Who is Hadley Palmer? bio, Wiki, Age, Suspect, Police Report

Hadley Palmer
Hadley Palmer

Hadley Palmer Bio – Hadley Palmer Wiki

Hadley Palmer, a wealthy Connecticut woman whose criminal case file, was sealed from public view, was sentenced Tuesday to one year in jail for secretly recording three people, including a minor, in a manner involving sexual desire.

AGE:

Hadley Palmer is 54 years old.

DETAIL OF INCIDENCE:

Hadley Palmer of Greenwich was led out of the state courtroom in Stamford in handcuffs by judicial marshals. She declined to make a statement on her behalf during the hearing, only answering several yes or no questions by the judge.

In addition to her jail sentence, Palmer is not allowed to contact an unnamed female victim in the case for 30 years, the Greenwich Free Press reports.

Judge John Blawie, who sealed Palmer’s case file earlier this year over objections by The Associated Press, ordered that the file remain sealed Tuesday, keeping the specifics of the charges included in an arrest warrant shielded from public view.

Blawie previously ruled the privacy of the victims outweighed the public’s interest in seeing the case documents, and it was impossible to redact all the documents to sufficiently protect the victims’ identities. The AP disagreed, saying documents in many other Connecticut cases involving sex crimes have been edited in ways to protect the victims.

The daughter of a notable hedge fund founder, Jerrold Fine, Palmer is currently divorcing her venture capitalist husband, Bradley Palmer, and they have four children together, the Greenwich Free Press reported.

She is seen in photos on the internet at fundraising galas and other social events. The sealing of her case file was called unusual by open government advocates and defence lawyers not associated with the case.

Under the sentence, which was part of a plea bargain, Palmer also must register as a sex offender for ten years and will serve 20 years of probation after the jail term.

She pleaded guilty in January to three counts of voyeurism and one count of risk of injury to a minor – all felonies committed between 2017 and 2018. She already served 90 days in jail earlier this year.
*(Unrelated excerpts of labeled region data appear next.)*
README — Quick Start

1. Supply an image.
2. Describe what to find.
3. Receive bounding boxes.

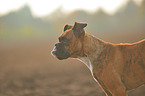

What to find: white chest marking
[79,57,93,73]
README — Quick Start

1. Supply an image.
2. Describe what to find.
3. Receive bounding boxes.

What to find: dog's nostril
[55,43,58,46]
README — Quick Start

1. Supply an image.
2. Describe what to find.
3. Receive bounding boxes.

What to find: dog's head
[52,22,87,60]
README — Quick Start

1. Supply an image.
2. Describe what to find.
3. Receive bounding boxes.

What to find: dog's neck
[83,33,107,59]
[78,33,108,73]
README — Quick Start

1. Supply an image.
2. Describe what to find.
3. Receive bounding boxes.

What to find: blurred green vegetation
[0,0,145,43]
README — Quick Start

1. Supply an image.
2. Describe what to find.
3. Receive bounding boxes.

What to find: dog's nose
[55,43,59,46]
[51,50,56,55]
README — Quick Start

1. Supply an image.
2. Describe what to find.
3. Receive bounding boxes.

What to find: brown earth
[0,41,145,96]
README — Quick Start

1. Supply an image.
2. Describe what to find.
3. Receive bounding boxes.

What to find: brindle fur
[52,22,145,96]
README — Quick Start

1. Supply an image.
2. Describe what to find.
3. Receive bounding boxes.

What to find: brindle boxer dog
[52,22,145,96]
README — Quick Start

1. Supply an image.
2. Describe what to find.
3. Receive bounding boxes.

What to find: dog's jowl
[52,22,145,96]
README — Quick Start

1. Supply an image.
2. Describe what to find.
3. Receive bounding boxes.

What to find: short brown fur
[51,23,145,96]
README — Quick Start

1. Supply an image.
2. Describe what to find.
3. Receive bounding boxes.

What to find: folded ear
[64,24,72,31]
[73,22,87,37]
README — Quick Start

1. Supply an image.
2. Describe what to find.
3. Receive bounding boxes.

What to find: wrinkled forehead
[59,29,73,39]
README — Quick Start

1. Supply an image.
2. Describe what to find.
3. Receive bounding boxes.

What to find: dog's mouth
[51,43,70,60]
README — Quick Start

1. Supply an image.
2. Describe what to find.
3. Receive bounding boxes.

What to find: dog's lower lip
[51,50,56,55]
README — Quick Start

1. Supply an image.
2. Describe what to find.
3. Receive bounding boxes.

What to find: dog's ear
[64,24,72,31]
[73,22,87,37]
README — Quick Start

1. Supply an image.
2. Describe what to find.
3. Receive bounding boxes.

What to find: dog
[52,22,145,96]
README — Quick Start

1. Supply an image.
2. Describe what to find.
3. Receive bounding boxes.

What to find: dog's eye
[61,37,67,42]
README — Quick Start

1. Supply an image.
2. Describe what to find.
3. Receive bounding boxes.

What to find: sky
[0,0,142,17]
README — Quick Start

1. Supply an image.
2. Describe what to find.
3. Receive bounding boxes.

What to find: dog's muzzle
[52,42,70,60]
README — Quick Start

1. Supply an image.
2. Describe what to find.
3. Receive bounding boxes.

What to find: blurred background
[0,0,145,96]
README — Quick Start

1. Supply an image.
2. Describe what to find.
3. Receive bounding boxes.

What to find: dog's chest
[79,57,93,73]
The sentencing range of the plea bargain was at least 90 days in jail and up to five years in prison.

Stamford-Norwalk State’s Attorney Paul Ferencek released some new details of the crimes Tuesday, saying the victims were video recorded in various stages of undress, including fully naked, without their knowledge or consent. He said the videos were used for the sexual gratification of Palmer and an unnamed third person.

Ference also said the victims did not want Palmer to serve more time in jail than she already had. But one of the victims, a female, requested a 30-year criminal protective order barring Palmer from having contact with her, a request approved by Blawie.
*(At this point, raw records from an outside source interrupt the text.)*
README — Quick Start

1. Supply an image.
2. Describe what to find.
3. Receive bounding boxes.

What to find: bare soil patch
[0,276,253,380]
“Obviously this is an upsetting factual situation,” Ferencek said. “I think it is a fair disposition.”

The victims’ lawyers declined to comment Tuesday, and none of the victims spoke in court.
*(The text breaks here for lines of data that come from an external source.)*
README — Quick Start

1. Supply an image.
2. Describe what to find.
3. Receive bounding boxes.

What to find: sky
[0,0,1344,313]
Palmer’s lawyer, Michael Meehan, called the sentence just.

“She’s taken responsibility for her actions,” Meehan said. “This is a very caring, loving and sincere human being.”

Blawie accepted the plea bargain, saying, “Make no mistake, the defendant is paying the price for her actions.”

Palmer’s case file has been sealed from public view ever since her arrest in October 2021. On the day of her arrest, she applied for a special probation program that automatically resulted in the sealing of the defendants’ files.

Blawie accepted the application, but Palmer was not eligible for the program because of the seriousness of two of the original charges – employing a minor in an obscene performance and possessing child pornography. Those charges were dropped as part of the plea bargain.

Palmer later withdrew the application for the probation program, but Blawie kept the case file sealed from the public.

Palmer also requested that the courtroom be closed during portions of Tuesday’s sentencing, including her statements, which also was unusual and opposed by the AP. Still, her lawyers withdrew the request at the last minute.

Adding to the secrecy surrounding Palmer’s crimes was the fact that her name and court case numbers often disappeared from the state court system’s website in the months following her arrest. As her application for the probation program was pending, her name and case numbers only appeared on the site when she was scheduled to be in court, unlike other cases that appear daily on the website and involve the probation program.